Implications for the study of rheumatoid arthritis
As already noted, much more needs to be learned about this model before its implications for the further study of RA can be fully appreciated. New models always engender great enthusiasm on the part of some, and reluctant skepticism on the part of others. It seems clear that this is not a true model of RA. The disease is induced by a single transgenic TCR, whereas the disease in humans is, in all likelihood, due to the effect of a relatively diverse TCR repertoire. Although it needs to be ruled out, it is unlikely that GPI is a target autoantigen in RA. Nonetheless, several important points can be made.
The results of this model suggest that the search for target autoantigens in RA should be widened to include many systemic self proteins with expression that is not limited to, and may initially be very low in, the joint and joint-related tissues. Second, the nature and specific characteristics (eg affinity, subclass, Fc receptor, and complement interactions) may be critical in the ability of a particular auto-antibody to induce arthritis. There are several animal models of arthritis (eg typeII collagen, proteoglycan) in which autoantibodies can induce a transient arthritis. Thus, the finding that autoantibodies to GPI can induce arthritis is not remarkable for the ability to induce arthritis, but for the specificity of the antibody to a systemic, widely expressed cytoplasmic self protein.

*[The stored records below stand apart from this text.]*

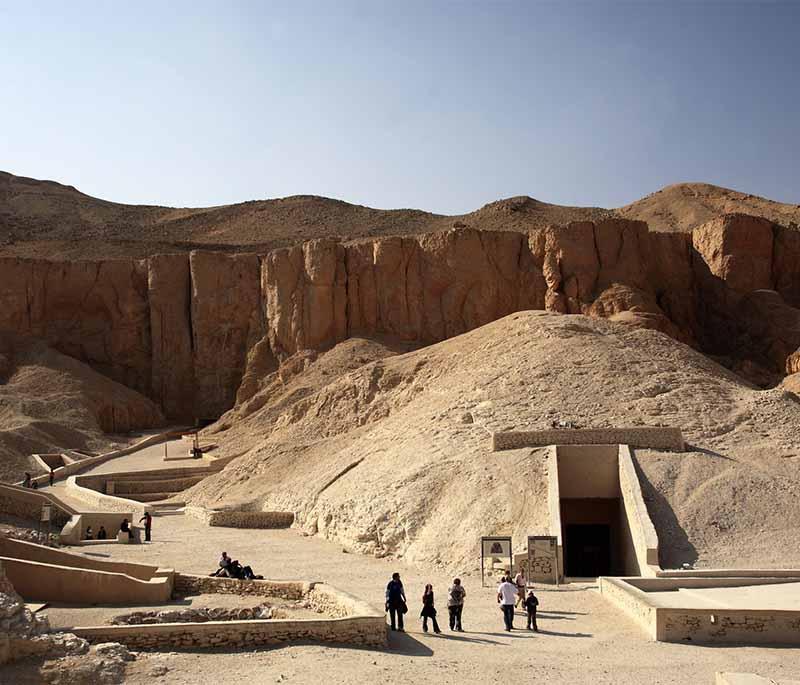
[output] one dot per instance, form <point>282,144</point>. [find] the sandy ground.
<point>582,638</point>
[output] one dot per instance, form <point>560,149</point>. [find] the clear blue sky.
<point>438,105</point>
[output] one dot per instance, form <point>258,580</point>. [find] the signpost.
<point>495,548</point>
<point>45,517</point>
<point>544,548</point>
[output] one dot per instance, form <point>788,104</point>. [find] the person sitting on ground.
<point>455,604</point>
<point>530,605</point>
<point>428,610</point>
<point>231,568</point>
<point>125,527</point>
<point>224,563</point>
<point>242,572</point>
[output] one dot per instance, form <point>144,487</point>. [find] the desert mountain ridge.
<point>46,219</point>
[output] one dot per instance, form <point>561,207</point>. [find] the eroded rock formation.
<point>180,328</point>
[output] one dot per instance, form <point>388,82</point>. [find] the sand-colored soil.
<point>582,638</point>
<point>50,402</point>
<point>51,220</point>
<point>394,457</point>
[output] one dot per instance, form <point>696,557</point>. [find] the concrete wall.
<point>146,486</point>
<point>588,471</point>
<point>186,584</point>
<point>101,501</point>
<point>703,626</point>
<point>654,437</point>
<point>632,602</point>
<point>737,626</point>
<point>242,519</point>
<point>26,503</point>
<point>82,464</point>
<point>28,551</point>
<point>604,472</point>
<point>75,530</point>
<point>354,621</point>
<point>642,548</point>
<point>36,581</point>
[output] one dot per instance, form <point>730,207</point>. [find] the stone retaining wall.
<point>361,630</point>
<point>738,626</point>
<point>127,487</point>
<point>186,584</point>
<point>653,437</point>
<point>242,519</point>
<point>27,504</point>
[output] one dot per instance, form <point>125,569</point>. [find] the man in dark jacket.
<point>396,602</point>
<point>530,605</point>
<point>148,524</point>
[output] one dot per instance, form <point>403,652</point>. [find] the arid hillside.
<point>50,402</point>
<point>390,454</point>
<point>45,219</point>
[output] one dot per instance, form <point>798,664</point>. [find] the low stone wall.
<point>48,555</point>
<point>36,581</point>
<point>653,437</point>
<point>631,601</point>
<point>242,519</point>
<point>361,630</point>
<point>103,502</point>
<point>129,487</point>
<point>185,584</point>
<point>27,504</point>
<point>737,626</point>
<point>711,625</point>
<point>75,531</point>
<point>52,460</point>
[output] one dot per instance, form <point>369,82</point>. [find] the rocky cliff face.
<point>179,328</point>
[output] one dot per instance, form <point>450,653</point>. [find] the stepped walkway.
<point>149,458</point>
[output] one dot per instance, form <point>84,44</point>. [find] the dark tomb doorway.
<point>588,550</point>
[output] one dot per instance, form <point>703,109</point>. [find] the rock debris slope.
<point>50,220</point>
<point>50,402</point>
<point>393,457</point>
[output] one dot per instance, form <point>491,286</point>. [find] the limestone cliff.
<point>179,328</point>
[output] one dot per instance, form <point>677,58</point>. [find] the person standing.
<point>506,596</point>
<point>530,605</point>
<point>429,610</point>
<point>455,604</point>
<point>522,584</point>
<point>125,527</point>
<point>148,524</point>
<point>396,602</point>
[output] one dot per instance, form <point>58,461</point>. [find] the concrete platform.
<point>780,596</point>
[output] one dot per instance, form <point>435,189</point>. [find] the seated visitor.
<point>224,562</point>
<point>231,568</point>
<point>125,527</point>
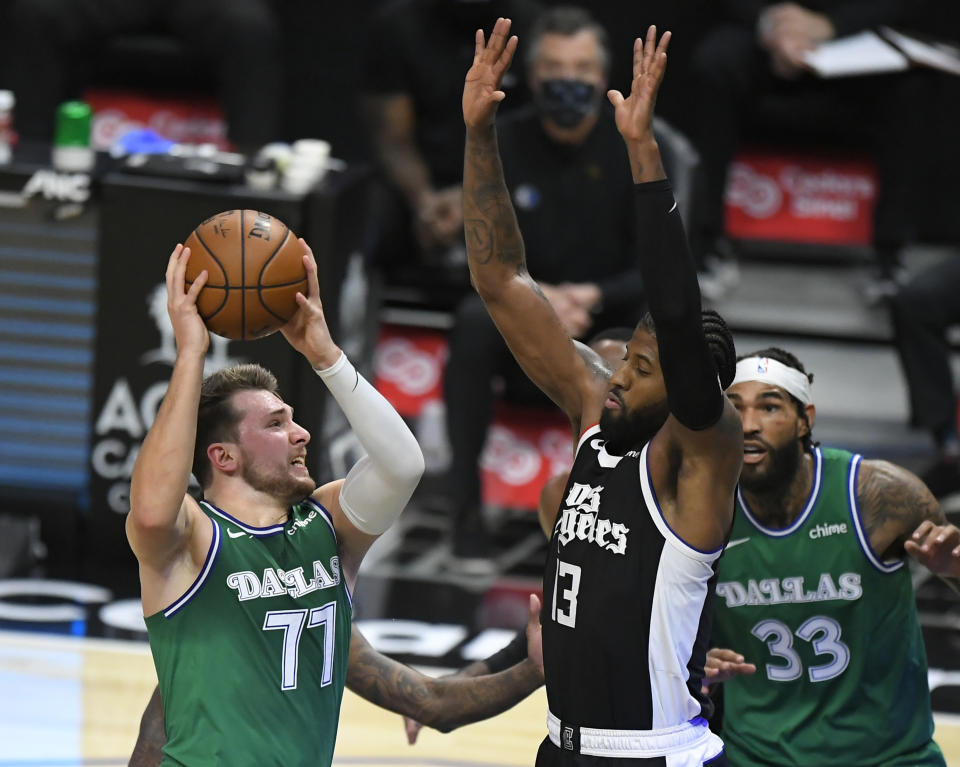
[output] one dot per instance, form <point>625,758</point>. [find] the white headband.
<point>771,371</point>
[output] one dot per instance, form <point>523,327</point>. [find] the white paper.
<point>861,54</point>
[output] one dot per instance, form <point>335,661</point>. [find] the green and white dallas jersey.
<point>252,659</point>
<point>841,674</point>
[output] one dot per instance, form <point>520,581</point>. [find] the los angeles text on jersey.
<point>579,519</point>
<point>775,591</point>
<point>275,582</point>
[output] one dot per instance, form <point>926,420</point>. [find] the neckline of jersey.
<point>808,508</point>
<point>258,531</point>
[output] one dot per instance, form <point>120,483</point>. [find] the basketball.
<point>255,268</point>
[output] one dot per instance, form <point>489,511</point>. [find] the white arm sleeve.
<point>379,485</point>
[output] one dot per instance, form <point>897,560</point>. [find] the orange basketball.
<point>255,269</point>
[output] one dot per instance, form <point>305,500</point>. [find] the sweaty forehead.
<point>749,391</point>
<point>645,343</point>
<point>256,402</point>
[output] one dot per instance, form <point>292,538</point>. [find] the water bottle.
<point>72,152</point>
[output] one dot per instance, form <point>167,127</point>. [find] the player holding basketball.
<point>631,567</point>
<point>813,597</point>
<point>442,703</point>
<point>247,593</point>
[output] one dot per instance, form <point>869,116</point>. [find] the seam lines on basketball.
<point>226,281</point>
<point>264,268</point>
<point>243,277</point>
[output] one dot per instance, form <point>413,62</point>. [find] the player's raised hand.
<point>535,633</point>
<point>307,330</point>
<point>188,328</point>
<point>481,89</point>
<point>634,113</point>
<point>412,727</point>
<point>936,547</point>
<point>722,664</point>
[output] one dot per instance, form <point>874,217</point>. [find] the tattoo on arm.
<point>444,703</point>
<point>387,683</point>
<point>893,502</point>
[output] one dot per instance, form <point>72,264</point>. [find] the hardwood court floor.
<point>72,701</point>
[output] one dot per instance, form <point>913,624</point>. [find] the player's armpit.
<point>937,547</point>
<point>893,503</point>
<point>695,473</point>
<point>148,750</point>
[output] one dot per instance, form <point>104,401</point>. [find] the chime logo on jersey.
<point>275,583</point>
<point>775,591</point>
<point>579,519</point>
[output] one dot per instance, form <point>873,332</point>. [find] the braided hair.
<point>790,360</point>
<point>719,339</point>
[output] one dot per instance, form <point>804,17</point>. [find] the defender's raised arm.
<point>495,252</point>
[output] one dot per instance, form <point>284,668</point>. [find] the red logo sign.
<point>796,198</point>
<point>187,120</point>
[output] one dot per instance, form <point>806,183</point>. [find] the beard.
<point>279,485</point>
<point>776,472</point>
<point>623,430</point>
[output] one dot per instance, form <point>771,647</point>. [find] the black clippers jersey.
<point>627,604</point>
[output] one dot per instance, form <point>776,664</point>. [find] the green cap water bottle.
<point>71,141</point>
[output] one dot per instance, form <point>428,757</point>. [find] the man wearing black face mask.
<point>411,86</point>
<point>566,169</point>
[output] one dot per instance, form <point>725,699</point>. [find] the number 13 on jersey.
<point>566,584</point>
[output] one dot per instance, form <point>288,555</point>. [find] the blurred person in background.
<point>566,169</point>
<point>56,46</point>
<point>816,634</point>
<point>923,311</point>
<point>411,84</point>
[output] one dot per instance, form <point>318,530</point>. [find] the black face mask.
<point>469,14</point>
<point>566,102</point>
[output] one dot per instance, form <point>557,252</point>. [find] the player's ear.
<point>224,457</point>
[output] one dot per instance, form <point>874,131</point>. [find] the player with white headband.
<point>813,598</point>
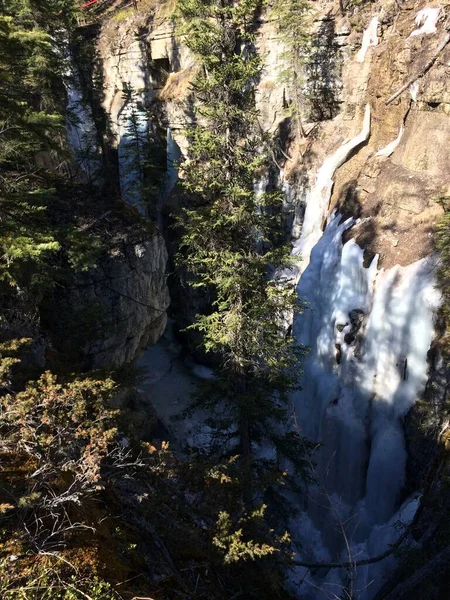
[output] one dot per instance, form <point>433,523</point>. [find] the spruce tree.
<point>230,244</point>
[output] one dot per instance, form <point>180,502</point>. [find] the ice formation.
<point>414,90</point>
<point>173,158</point>
<point>319,197</point>
<point>389,149</point>
<point>369,331</point>
<point>370,39</point>
<point>80,127</point>
<point>426,20</point>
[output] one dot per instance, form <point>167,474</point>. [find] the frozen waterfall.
<point>369,331</point>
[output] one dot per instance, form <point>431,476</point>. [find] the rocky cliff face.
<point>376,120</point>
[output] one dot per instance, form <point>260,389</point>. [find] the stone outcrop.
<point>111,313</point>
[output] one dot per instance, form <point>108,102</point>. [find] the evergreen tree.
<point>291,24</point>
<point>230,244</point>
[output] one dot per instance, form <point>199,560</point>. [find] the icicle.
<point>389,149</point>
<point>370,39</point>
<point>427,18</point>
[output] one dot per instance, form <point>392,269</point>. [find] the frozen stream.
<point>369,331</point>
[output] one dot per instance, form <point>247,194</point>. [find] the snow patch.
<point>370,39</point>
<point>426,20</point>
<point>389,149</point>
<point>319,197</point>
<point>414,90</point>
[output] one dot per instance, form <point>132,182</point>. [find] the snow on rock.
<point>370,39</point>
<point>389,149</point>
<point>80,127</point>
<point>414,90</point>
<point>369,332</point>
<point>319,197</point>
<point>426,20</point>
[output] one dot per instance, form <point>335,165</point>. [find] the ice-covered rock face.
<point>369,331</point>
<point>370,39</point>
<point>389,149</point>
<point>81,130</point>
<point>426,20</point>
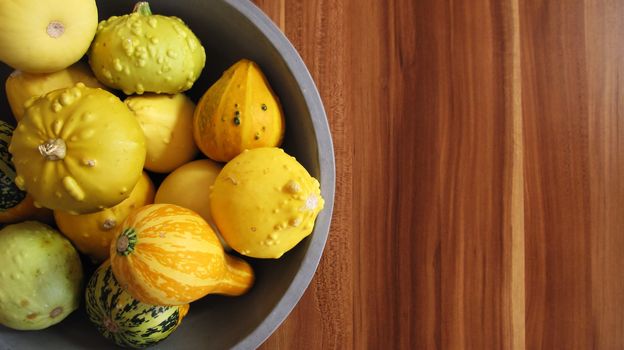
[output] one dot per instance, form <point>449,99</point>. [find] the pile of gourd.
<point>80,159</point>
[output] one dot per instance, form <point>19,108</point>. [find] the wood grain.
<point>480,184</point>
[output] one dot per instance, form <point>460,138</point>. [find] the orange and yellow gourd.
<point>168,255</point>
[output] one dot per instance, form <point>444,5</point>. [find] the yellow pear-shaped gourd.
<point>264,202</point>
<point>167,121</point>
<point>20,86</point>
<point>142,52</point>
<point>78,150</point>
<point>168,255</point>
<point>240,111</point>
<point>93,233</point>
<point>45,36</point>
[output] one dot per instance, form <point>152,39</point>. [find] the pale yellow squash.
<point>20,86</point>
<point>92,233</point>
<point>45,36</point>
<point>167,121</point>
<point>189,187</point>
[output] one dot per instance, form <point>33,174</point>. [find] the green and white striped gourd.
<point>10,195</point>
<point>123,319</point>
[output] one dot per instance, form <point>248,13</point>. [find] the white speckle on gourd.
<point>55,29</point>
<point>71,186</point>
<point>296,221</point>
<point>109,224</point>
<point>311,202</point>
<point>292,187</point>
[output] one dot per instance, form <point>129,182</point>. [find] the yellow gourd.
<point>240,111</point>
<point>78,150</point>
<point>26,210</point>
<point>264,202</point>
<point>20,86</point>
<point>45,36</point>
<point>189,187</point>
<point>168,255</point>
<point>92,233</point>
<point>167,121</point>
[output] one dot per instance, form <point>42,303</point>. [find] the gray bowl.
<point>230,30</point>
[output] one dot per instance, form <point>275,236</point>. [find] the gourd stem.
<point>126,242</point>
<point>55,149</point>
<point>142,8</point>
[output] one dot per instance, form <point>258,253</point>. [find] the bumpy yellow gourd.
<point>167,121</point>
<point>240,111</point>
<point>45,36</point>
<point>93,233</point>
<point>264,202</point>
<point>20,86</point>
<point>78,150</point>
<point>141,52</point>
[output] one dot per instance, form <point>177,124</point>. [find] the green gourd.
<point>10,195</point>
<point>41,276</point>
<point>141,52</point>
<point>123,319</point>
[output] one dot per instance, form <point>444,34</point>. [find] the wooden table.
<point>480,174</point>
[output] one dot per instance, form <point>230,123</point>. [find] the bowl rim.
<point>326,160</point>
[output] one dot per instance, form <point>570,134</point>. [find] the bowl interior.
<point>229,31</point>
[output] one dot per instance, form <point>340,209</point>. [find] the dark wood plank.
<point>422,124</point>
<point>480,177</point>
<point>573,79</point>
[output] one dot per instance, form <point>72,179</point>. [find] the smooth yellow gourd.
<point>20,86</point>
<point>78,150</point>
<point>240,111</point>
<point>92,233</point>
<point>167,121</point>
<point>264,202</point>
<point>45,36</point>
<point>189,187</point>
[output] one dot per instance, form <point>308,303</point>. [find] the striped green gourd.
<point>10,195</point>
<point>123,319</point>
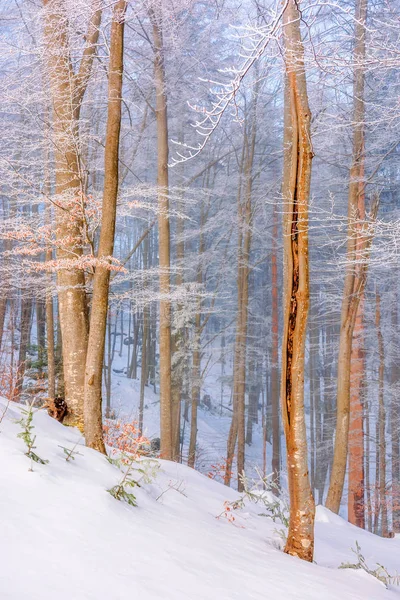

As the study of this model progresses over the next several years, and hopefully as interest in the cell biology and molecular biology of normal synovial lining cells and subsynovial macrophages [12] is rekindled, we can hope for important new insights that can be applied to our attempts to understand the pathogenic process in RA. There is no lack of candidates for systemically expressed proteins that might be targets for an arthritis-inducing autoantibody. These include the already mentioned human chondrocyte glycoprotein 39 and heat-shock protein-60, as well as the Fc fragment of immunoglobulins, and the deiminated arginine forms of filaggrin [15,16]. (Antibodies to the latter protein are reported in 76% of RA sera.)
Conclusion
Whatever the next 5–10 years bring, Benoist, Mathis and their colleagues are to be congratulated on an elegant, precise, and impressive series of experiments. They constitute an outstanding example of one of Pasteur's favorite aphorisms: Dans le champs de l'observation, l'hasard ne favorise que les esprits prepareés (In scientific research, chance favors the prepared mind).